Mardi soir, il n’y avait toujours pas de solution à l’horizon.  « Il y a des conditions pour commander des produits pétroliers en Haïti. Le bateau est là mais n’aurait même pas dû entrer dans les eaux territoriales haïtiennes », a indiqué une source proche de ces négociations. « Il y a des normes à respecter. On ne peut pas vouloir prendre l’État à la gorge ni mettre en avant des intérêts particuliers », a indiqué cette source. 
« Le dossier n’est plus au niveau du BMPAD », a confié une source proche de cette institution. Entre-temps, le journal a appris que les compagnies pétrolières ne disposent que de quelques jours d’approvisionnement. Le gasoil- dont le volume n’est pas précisé par des sources officielles- transporté par Novum Energy est attendu à Port-au-Prince entre le 3 et le 5 juillet. 
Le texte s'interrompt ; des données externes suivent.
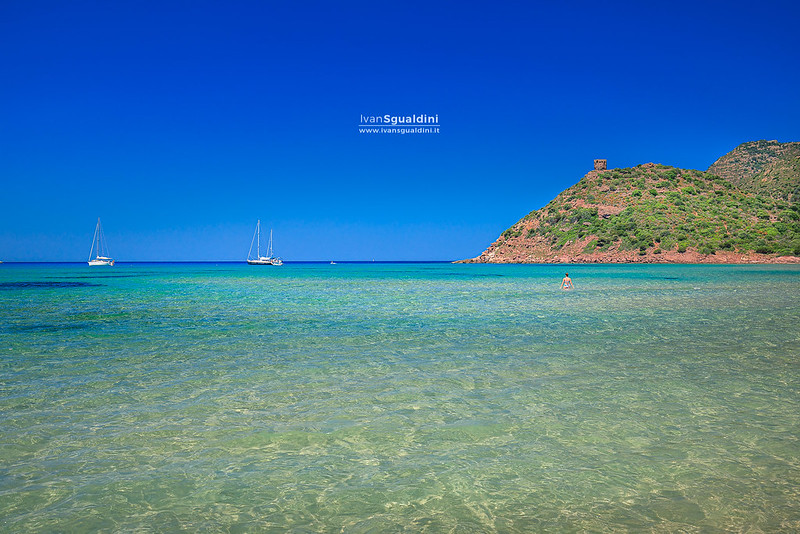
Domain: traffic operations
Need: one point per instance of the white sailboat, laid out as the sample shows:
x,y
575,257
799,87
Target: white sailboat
x,y
99,248
269,259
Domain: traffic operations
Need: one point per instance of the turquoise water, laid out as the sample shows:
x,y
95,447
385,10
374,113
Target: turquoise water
x,y
399,398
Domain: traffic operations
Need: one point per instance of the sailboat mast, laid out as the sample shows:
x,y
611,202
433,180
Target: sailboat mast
x,y
270,243
94,239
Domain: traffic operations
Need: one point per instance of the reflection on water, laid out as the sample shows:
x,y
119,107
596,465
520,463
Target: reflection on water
x,y
401,397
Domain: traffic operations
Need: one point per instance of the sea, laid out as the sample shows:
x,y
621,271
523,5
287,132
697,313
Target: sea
x,y
399,397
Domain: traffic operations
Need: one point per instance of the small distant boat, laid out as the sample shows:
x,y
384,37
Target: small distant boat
x,y
99,248
269,259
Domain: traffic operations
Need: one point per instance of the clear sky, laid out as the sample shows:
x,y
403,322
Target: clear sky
x,y
181,123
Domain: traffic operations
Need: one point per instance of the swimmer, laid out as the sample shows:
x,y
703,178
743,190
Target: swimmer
x,y
566,283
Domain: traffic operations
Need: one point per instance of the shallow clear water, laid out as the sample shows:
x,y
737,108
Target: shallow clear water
x,y
399,397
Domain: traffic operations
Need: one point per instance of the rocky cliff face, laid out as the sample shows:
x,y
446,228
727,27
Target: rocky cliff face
x,y
659,214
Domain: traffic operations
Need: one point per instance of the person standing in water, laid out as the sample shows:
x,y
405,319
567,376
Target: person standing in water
x,y
566,283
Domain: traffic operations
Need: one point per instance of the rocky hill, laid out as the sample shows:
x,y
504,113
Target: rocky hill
x,y
660,214
764,167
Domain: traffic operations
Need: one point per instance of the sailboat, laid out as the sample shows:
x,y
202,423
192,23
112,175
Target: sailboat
x,y
99,248
269,259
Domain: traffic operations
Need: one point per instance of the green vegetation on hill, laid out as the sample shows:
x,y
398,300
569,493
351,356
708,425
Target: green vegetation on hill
x,y
654,208
767,168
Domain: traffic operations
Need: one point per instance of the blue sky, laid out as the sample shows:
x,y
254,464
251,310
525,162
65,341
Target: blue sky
x,y
181,123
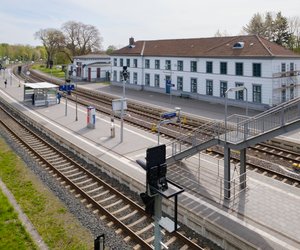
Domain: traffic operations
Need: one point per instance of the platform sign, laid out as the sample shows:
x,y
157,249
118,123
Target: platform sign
x,y
168,115
91,117
68,87
117,104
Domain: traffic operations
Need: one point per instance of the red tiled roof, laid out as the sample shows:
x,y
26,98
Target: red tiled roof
x,y
254,46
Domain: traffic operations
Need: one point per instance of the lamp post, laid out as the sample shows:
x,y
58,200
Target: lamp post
x,y
125,77
71,74
226,148
234,89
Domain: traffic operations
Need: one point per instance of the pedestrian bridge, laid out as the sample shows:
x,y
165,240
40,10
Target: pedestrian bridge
x,y
238,132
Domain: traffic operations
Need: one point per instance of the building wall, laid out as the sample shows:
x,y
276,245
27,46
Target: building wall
x,y
269,67
81,66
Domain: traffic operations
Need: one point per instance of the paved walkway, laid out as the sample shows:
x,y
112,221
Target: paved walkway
x,y
267,215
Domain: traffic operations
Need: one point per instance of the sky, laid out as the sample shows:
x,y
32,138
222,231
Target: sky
x,y
119,20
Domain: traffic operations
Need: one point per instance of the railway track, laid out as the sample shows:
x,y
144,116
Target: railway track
x,y
127,216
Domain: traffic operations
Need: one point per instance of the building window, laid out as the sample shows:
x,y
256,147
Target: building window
x,y
180,65
193,66
179,83
156,80
209,87
239,95
223,68
283,95
147,79
239,69
147,63
223,88
292,92
168,64
194,85
209,67
128,77
292,67
134,78
157,64
256,69
283,67
256,90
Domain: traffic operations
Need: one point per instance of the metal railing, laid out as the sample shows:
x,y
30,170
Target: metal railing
x,y
241,128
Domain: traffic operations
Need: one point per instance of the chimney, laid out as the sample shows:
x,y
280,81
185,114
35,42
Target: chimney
x,y
131,41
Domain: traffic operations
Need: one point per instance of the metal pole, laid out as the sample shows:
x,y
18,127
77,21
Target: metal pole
x,y
158,126
76,118
157,214
225,117
122,111
246,101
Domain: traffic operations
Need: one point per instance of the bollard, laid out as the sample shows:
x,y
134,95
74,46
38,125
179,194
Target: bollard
x,y
112,128
99,242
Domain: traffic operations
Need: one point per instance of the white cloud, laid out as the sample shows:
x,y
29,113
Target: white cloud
x,y
118,20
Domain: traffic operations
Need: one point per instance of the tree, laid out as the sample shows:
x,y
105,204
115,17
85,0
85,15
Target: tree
x,y
110,49
256,25
274,29
52,40
294,29
80,39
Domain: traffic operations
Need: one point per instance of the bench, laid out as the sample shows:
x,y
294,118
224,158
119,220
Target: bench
x,y
183,95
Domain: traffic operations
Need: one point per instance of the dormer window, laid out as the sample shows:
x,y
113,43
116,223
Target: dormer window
x,y
238,45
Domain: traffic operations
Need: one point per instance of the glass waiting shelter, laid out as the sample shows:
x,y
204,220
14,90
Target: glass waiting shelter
x,y
40,93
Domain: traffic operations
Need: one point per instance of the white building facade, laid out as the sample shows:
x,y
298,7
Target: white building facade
x,y
206,68
91,68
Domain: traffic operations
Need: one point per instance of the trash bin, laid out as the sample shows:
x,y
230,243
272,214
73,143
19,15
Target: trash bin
x,y
91,117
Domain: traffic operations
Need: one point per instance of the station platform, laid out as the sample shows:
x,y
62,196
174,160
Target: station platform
x,y
266,215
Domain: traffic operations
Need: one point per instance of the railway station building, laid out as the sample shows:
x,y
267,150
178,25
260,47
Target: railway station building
x,y
205,68
91,68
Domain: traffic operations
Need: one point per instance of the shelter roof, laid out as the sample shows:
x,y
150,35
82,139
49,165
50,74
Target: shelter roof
x,y
251,46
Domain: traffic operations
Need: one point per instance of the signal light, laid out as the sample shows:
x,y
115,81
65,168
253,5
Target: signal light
x,y
149,203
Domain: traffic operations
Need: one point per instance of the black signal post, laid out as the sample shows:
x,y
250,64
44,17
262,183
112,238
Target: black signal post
x,y
157,186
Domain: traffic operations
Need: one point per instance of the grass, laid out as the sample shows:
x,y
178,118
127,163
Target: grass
x,y
54,71
58,228
12,233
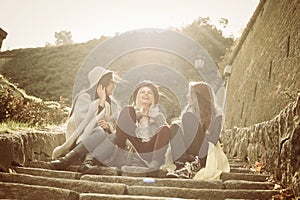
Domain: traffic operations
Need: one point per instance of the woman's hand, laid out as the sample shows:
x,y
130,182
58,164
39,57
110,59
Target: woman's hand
x,y
103,125
101,91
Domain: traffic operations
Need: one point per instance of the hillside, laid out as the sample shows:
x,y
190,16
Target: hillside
x,y
17,106
49,72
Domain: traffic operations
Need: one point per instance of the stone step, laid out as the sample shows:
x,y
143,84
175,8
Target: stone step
x,y
240,170
106,170
94,196
181,183
85,186
157,182
201,193
243,176
79,186
23,191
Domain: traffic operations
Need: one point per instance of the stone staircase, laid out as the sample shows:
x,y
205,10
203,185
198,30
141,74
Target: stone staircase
x,y
37,181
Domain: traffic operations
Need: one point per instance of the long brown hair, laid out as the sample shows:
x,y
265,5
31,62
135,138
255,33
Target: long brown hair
x,y
205,102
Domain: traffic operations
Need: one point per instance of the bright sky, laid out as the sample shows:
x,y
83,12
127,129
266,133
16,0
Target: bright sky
x,y
32,23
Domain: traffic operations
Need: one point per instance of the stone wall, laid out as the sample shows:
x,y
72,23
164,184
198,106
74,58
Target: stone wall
x,y
265,65
23,147
3,35
274,142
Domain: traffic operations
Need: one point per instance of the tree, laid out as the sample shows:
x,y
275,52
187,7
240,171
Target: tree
x,y
63,38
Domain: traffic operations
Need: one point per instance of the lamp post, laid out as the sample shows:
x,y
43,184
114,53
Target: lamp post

« Ce bras de fer envoi une très mauvaise image d’Haïti par rapport aux investisseurs étrangers. Il y a un capital confiance que l’on grille de manière enfantine et à cause, entre-autres, d’un problème d’ego. Mais en tout état de cause et quelles que soient les hypothèses, des partenaires appelés à travailler ensemble n’auraient pas dû laisser la situation dégénérer. Il n'y a au fait que des perdants dans cette affaire. Le paiement de frais de wharfage et autres ne pénaliseront pas les compagnies pétrolières qui ont les reins solides. La question est, est-ce que le président Jovenel Moïse peut laisser se produire une crise, une rarété de produits pétroliers à cause de ce différend », a longuement expliqué un observateur très au courant de ce dossier. Actuellement, les reponsables de Total et de Dinassa ne sont pas en Haïti. Attendons-voir », a-t-il indiqué.